39 reviews10 followers
October 20, 2013
More than a tad baffling, this book, which may have been the author's intention. And yet it's a very simple story. Five people set out from the fictional land of Cronacia to the neighbouring republic of Nihilon, charged with writing a guidebook to the only nihilistic state in the world. Setting out by five different routes - bike, ship, train, plane, and car - they arrange to meet in the capital. But instead they are all caught up in a violent political upheaval as the more conventional forces ousted by the nihilists 25 years earlier make a bid to regain control.

The book is hard to fit into the tradition of Utopian fiction, because Nihilon is not in any sense a Utopia. It is a society founded - or possibly unfounded - on greed, selfishness, dishonesty, and violence. The regime of the shadowy President Nil sets out to be antithesis of everything all governments - democratic or otherwise - claim to be. Everything is up for grabs, nothing is certain, nobody can be trusted - and that is as it should be, says the state. As Sillitoe observes, the result is a society in which the individual has to make significant moral decisions several times a day rather than once every fifteen years or so.

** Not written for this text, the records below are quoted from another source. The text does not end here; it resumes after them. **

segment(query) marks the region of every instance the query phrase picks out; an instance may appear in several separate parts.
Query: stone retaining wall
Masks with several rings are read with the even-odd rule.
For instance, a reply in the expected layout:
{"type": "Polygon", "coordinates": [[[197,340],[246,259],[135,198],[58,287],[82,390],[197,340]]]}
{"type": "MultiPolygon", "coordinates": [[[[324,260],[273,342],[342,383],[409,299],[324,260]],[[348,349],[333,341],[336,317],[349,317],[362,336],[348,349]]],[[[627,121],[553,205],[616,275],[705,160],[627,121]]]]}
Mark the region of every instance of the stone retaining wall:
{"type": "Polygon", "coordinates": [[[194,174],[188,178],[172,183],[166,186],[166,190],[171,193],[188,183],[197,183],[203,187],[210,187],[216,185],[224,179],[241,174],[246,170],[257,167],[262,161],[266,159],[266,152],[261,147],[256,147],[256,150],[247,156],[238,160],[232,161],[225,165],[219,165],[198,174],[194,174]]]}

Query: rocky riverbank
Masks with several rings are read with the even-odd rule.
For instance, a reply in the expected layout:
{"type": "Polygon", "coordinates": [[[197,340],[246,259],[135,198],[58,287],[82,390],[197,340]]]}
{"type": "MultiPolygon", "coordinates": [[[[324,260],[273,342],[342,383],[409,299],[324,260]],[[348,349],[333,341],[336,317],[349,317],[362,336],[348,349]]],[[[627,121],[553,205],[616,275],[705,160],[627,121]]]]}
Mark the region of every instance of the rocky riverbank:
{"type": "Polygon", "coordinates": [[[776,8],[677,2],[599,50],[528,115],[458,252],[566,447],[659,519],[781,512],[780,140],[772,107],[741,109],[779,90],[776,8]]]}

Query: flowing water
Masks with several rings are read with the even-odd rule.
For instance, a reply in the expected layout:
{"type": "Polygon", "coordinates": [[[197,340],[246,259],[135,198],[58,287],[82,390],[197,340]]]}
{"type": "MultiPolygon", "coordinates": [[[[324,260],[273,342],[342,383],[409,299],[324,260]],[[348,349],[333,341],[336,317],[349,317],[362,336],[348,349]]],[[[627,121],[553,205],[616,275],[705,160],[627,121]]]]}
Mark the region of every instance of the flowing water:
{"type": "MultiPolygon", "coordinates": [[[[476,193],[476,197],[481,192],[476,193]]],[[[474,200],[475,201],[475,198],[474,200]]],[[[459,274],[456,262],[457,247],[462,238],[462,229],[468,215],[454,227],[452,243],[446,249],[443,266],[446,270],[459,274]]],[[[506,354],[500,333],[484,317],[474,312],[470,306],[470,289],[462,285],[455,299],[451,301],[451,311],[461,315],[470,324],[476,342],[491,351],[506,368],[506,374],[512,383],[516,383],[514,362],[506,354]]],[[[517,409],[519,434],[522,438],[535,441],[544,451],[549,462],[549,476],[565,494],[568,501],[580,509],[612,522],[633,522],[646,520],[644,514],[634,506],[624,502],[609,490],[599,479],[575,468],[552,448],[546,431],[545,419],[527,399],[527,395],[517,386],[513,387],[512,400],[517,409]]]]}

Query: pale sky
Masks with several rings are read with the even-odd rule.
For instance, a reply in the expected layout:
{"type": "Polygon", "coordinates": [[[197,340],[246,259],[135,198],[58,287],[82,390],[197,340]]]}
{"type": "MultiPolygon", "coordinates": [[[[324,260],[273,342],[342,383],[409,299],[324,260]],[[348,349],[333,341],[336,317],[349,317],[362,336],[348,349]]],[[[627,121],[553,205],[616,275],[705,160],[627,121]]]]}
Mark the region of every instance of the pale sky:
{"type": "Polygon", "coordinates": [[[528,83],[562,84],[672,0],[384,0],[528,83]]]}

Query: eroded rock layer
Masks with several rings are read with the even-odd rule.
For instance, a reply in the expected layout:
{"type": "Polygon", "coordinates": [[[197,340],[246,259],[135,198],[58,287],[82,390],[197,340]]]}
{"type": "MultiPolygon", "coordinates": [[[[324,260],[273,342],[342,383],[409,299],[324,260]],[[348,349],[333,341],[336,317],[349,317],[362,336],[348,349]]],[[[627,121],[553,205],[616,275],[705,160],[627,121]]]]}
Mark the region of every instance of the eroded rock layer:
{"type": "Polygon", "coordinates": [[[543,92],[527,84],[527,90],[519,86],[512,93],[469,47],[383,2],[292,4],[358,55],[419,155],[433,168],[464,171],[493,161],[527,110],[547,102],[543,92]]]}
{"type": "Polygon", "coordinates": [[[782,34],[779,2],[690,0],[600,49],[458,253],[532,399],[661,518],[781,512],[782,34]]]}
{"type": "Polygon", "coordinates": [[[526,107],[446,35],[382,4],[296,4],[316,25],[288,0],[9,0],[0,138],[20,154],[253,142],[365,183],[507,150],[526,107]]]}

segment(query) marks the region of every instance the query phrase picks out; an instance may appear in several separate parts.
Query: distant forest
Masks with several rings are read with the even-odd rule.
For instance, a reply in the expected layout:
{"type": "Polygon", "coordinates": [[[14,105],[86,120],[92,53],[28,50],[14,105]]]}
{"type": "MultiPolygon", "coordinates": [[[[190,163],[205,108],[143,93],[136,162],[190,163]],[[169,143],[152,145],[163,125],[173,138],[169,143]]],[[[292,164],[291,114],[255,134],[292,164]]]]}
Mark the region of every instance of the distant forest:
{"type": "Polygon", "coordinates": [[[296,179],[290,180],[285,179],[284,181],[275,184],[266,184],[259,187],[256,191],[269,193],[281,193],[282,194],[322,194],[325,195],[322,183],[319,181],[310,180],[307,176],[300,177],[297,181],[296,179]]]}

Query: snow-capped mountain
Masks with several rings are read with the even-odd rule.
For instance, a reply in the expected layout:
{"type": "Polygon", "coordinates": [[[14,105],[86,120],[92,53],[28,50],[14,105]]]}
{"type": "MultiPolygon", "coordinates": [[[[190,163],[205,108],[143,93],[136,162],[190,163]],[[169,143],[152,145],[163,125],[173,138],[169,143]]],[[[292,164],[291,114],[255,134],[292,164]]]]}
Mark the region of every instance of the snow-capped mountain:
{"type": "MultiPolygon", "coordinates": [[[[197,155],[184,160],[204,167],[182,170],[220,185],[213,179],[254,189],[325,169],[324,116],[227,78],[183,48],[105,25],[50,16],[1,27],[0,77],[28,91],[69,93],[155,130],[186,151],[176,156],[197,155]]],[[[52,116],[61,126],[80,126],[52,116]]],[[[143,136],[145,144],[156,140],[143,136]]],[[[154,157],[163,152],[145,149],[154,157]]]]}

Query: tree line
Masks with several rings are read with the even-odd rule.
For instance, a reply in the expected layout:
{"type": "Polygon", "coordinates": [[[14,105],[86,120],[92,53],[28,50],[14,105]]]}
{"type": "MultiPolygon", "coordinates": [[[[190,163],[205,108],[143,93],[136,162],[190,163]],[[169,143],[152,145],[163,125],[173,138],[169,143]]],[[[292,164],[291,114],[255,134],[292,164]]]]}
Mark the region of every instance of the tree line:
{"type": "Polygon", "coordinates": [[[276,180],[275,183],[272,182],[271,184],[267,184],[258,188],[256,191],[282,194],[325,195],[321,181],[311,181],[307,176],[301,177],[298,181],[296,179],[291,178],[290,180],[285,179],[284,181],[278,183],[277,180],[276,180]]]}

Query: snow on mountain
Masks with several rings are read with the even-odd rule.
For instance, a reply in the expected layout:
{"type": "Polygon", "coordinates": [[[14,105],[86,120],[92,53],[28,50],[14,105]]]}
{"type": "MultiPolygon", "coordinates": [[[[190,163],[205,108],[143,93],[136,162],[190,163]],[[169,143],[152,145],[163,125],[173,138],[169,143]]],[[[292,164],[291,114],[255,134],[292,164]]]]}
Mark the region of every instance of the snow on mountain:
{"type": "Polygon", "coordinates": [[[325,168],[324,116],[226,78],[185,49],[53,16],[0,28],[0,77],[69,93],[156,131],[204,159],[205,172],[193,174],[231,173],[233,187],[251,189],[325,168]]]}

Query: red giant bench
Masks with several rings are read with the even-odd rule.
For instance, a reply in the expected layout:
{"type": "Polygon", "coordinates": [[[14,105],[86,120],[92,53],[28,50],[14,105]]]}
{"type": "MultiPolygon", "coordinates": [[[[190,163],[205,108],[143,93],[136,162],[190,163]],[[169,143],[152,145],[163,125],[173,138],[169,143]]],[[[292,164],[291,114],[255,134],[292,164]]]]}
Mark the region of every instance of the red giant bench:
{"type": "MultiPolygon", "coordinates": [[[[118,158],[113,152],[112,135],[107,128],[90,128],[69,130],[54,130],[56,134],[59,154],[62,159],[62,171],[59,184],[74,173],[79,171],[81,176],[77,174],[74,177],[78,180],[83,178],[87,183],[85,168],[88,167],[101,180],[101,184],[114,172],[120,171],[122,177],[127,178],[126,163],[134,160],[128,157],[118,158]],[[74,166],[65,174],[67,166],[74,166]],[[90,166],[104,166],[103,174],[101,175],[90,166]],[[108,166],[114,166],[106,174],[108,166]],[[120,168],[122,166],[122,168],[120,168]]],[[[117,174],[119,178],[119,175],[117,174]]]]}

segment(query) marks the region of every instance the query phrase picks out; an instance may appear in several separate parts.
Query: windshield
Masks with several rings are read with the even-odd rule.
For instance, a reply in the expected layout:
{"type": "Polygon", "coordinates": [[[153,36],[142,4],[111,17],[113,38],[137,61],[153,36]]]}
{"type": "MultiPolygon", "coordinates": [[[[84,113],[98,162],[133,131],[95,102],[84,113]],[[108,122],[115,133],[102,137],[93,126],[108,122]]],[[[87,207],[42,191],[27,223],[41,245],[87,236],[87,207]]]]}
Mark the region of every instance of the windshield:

Some aspects of the novel are satirical, and a bit heavy-handed. It's illegal to drive without being drunk, for instance. Then there's an attitude to feminism which is just what you'd expect of a post-war British writer - some episodes involving rape leave a nasty aftertaste. But Sillitoe is a real writer, and much of the prose is excellent, offering economical and elegant descriptions of the various outrages and deceits practiced upon on his characters. In this respect it resembles Catch-22 somewhat, and the more bizarre bits of nihilist 'logic' foreshadow the work of Douglas Adams.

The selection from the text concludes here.